The representative of the UN Office on Drugs and Crime, Antonino di Leo, presented a technical study to Bolivian authorities in the Foreign Ministry.
Bolivia, like neighboring Peru, allows the limited cultivation of coca for legal uses in Andean religious rites and as a folk remedy for altitude sickness, but some production is diverted for use as the raw material of cocaine.
Specifically, as the UN study shows, coca crops dropped slightly from 20,400 to 20,200 hectares (50,400 to 49,900 acres), despite efforts made throughout the year by agents of the eradication corps to destroy some 11,000 hectares (27,000 acres) of the leaf by hand and with machetes.

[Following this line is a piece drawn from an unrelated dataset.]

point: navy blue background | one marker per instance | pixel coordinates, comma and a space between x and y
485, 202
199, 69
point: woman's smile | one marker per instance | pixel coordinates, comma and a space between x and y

The report was prepared with satellite images and the results of inspection missions by land and air in coca-growing areas, similar to studies the UNODC carries out in Peru and Colombia.
The investigation also calculates that potential coca production in Bolivia is around 32,500 metric tons, of which some 65 percent is sold at the country’s only two legal markets for the plant.
The remaining 35 percent of production, equivalent to 11,299 metric tons, does not go through legal markets, the report said.
Bolivian President Evo Morales continues being the leader of coca producers in the Chapare area.
Both the government and farm workers have openly suggested that anti-drug legislation should be changed to increase the amount of coca crops permitted by law from 12,000 to 20,000 hectares (29,600 to 49,400 acres).
Colombia is the world’s largest producer of cocaine, with total output greater than that of Peru and Bolivia combined.